The main thought was to design a place where the inhabitants would feel as if they were in the street of their childhood. The sense of security, the romantic vision of the life and the positive times; while engaging with the surrounded constructed houses of the site. We designed a new part of the city as a place to recreate the positive feelings of the childhood into the contemporary life stories of the new residents.

 

 

 

 

 

Within this framework, the new 17 buildings arrange the new public street. The expression of the dwellings and the plans variations are subordinated to the overall expression of the ensemble and the programmatic requirements. The project conjugates different types of buildings with similar organization and facade expression. It consists of two main residential types: apartment buildings and single-family houses.
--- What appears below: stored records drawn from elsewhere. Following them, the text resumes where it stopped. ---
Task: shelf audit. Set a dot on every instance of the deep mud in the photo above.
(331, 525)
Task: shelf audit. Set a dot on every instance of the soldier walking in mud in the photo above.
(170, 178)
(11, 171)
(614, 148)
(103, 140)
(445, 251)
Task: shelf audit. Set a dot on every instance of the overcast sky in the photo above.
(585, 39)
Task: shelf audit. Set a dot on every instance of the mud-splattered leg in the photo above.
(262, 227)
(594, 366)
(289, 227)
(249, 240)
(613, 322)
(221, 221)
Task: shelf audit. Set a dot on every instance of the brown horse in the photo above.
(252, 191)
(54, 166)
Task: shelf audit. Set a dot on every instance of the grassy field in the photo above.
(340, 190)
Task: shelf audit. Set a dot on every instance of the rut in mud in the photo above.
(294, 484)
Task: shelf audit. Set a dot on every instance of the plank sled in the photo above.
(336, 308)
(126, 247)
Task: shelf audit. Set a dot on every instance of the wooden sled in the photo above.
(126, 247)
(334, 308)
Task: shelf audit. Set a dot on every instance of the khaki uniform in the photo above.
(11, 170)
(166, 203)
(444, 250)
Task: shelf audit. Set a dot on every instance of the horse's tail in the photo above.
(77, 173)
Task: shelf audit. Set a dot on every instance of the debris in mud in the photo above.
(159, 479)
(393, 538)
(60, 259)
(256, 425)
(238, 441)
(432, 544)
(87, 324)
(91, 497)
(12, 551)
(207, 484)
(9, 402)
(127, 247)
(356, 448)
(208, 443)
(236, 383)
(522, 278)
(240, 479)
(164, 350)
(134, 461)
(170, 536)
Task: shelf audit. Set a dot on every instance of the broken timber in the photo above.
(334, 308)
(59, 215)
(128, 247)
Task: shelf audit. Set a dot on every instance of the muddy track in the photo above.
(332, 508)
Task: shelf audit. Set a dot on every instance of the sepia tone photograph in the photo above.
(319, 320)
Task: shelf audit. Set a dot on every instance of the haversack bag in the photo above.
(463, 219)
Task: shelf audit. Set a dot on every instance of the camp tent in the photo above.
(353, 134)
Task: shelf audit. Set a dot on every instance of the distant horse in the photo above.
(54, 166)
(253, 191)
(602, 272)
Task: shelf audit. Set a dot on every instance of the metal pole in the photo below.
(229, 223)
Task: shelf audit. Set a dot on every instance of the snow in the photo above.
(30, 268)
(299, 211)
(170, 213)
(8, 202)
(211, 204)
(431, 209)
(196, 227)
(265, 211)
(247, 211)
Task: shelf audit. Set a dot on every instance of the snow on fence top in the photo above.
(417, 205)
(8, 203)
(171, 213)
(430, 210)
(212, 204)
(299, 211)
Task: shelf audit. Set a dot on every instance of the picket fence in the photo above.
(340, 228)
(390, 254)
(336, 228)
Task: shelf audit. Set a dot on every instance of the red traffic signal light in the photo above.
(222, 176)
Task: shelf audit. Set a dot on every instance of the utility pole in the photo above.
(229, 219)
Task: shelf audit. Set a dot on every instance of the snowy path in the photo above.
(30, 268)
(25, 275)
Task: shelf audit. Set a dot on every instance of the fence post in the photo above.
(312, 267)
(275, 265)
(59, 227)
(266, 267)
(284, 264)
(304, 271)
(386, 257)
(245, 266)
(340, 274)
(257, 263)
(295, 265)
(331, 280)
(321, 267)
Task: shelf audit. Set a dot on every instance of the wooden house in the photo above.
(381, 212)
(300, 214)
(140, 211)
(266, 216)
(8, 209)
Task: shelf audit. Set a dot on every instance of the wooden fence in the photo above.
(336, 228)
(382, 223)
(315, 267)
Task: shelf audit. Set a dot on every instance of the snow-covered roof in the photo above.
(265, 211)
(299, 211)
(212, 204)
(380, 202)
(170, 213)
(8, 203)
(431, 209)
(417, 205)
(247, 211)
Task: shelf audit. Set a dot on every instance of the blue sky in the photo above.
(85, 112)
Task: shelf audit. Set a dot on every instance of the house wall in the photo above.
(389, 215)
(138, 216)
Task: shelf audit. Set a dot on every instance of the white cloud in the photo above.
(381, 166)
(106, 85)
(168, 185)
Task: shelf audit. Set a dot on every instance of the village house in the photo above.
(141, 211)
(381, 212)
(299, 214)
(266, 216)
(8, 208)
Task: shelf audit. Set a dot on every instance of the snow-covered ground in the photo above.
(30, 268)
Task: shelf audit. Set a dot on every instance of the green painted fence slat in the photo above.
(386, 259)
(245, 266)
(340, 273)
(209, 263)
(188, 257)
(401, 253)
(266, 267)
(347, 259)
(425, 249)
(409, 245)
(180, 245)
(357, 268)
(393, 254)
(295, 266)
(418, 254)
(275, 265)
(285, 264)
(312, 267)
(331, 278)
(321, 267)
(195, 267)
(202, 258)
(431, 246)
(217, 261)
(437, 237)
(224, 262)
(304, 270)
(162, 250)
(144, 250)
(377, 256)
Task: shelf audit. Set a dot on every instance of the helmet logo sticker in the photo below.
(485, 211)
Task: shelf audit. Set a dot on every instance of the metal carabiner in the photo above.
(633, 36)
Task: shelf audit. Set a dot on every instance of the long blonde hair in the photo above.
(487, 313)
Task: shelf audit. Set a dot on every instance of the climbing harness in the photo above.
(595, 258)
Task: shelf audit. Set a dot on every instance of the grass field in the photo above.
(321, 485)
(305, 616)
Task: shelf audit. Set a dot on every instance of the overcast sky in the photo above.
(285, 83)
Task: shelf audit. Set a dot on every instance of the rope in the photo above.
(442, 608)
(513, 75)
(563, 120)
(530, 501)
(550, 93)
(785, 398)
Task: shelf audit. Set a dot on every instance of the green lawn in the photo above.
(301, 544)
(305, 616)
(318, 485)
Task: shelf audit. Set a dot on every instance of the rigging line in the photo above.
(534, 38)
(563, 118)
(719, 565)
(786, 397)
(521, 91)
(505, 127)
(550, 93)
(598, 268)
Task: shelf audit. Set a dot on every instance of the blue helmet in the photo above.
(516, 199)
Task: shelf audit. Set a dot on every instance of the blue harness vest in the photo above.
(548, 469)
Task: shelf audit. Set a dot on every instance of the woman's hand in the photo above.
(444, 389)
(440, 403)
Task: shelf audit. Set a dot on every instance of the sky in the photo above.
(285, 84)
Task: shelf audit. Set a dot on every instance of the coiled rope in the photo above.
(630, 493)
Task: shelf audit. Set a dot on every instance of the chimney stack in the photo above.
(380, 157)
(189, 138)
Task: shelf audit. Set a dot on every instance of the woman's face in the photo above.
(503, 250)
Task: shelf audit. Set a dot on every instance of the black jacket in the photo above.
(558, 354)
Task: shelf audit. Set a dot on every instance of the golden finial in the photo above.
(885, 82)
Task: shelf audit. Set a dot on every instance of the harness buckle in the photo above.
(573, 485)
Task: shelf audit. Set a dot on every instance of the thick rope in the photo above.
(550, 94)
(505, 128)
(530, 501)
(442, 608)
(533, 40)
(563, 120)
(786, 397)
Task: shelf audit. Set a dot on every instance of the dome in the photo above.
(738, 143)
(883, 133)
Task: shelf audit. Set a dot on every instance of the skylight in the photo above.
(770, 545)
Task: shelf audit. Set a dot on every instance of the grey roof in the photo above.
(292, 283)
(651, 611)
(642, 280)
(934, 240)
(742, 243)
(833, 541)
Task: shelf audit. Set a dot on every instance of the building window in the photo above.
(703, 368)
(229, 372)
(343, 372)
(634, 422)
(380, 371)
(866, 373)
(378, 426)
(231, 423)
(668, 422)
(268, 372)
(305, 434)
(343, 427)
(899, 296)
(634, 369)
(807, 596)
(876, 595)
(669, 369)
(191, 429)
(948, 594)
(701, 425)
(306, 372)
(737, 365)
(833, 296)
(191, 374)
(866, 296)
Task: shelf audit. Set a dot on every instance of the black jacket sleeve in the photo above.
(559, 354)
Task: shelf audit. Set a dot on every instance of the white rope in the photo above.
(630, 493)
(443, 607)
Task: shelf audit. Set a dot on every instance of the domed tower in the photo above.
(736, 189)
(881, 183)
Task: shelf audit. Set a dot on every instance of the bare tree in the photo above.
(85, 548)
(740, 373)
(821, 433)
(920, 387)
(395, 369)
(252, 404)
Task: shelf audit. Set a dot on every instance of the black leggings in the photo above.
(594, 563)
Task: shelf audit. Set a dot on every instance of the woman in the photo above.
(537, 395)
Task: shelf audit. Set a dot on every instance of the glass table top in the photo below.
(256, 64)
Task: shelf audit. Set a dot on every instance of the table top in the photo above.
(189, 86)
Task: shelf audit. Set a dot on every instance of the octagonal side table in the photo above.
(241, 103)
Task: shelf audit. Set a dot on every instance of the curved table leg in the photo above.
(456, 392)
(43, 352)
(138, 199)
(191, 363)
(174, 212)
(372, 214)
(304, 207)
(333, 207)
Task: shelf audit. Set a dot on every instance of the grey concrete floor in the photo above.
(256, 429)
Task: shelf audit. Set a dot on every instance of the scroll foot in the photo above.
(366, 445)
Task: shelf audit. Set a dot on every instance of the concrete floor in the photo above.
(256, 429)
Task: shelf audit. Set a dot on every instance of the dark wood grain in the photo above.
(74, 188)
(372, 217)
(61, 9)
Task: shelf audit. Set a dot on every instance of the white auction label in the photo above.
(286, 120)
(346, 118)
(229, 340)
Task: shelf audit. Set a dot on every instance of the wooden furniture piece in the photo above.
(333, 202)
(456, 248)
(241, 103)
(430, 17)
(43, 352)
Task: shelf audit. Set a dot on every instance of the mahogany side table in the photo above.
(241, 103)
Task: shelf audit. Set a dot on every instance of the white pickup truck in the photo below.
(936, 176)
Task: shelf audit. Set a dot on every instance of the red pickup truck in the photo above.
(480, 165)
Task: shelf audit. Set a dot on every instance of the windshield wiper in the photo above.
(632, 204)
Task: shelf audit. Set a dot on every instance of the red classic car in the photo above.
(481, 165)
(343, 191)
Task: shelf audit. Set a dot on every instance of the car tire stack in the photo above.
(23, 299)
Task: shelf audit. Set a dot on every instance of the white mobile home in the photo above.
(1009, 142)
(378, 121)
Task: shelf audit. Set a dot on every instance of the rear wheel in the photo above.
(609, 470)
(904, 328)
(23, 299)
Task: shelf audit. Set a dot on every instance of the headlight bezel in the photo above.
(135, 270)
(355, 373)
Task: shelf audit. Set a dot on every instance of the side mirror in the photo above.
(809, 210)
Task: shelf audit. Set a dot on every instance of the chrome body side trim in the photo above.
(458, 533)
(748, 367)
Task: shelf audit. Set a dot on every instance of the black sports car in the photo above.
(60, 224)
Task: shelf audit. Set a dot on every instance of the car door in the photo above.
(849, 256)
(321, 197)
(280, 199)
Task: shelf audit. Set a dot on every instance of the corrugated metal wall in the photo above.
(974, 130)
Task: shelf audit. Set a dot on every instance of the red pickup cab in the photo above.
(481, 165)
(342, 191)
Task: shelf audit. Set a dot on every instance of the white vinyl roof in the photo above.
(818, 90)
The housing units have been organized with the request of the client to maximize living space, resulting in a mix of 4 bed family houses, together with 1-4 bed apartments.

 

 

Some elements were considered to be integral to the scheme to offer a buffer zone between public and private space. The garages and the entrance doors introduce a new spatial dimension and also wood as a different material. Garages of single-family houses are cut-out pieces on a human scale that allow the friendly character of the street to be amplified. The atrium of the entrance stairs creates a podium that raises the ground level of the houses, separating it from the street, maintaining its connection to public space without compromising privacy. The planters attached to it are semi-public elements that help to create an overall expression of the context and at the same time introduce greenery in the street.

 

 

The facades of the different buildings are similar to generate the feeling of a whole neighbourhood. They are structured by framed windows creating depth and layers in a variable rhythm to give a more playful note to the ensemble. The new buildings maintain the scale and forms of the existing houses around but make a contemporary reinterpretation of the gable roof, the materials and the windows. We sought convergence of old and new, because a successful adaptation is also an effect of communicative networking.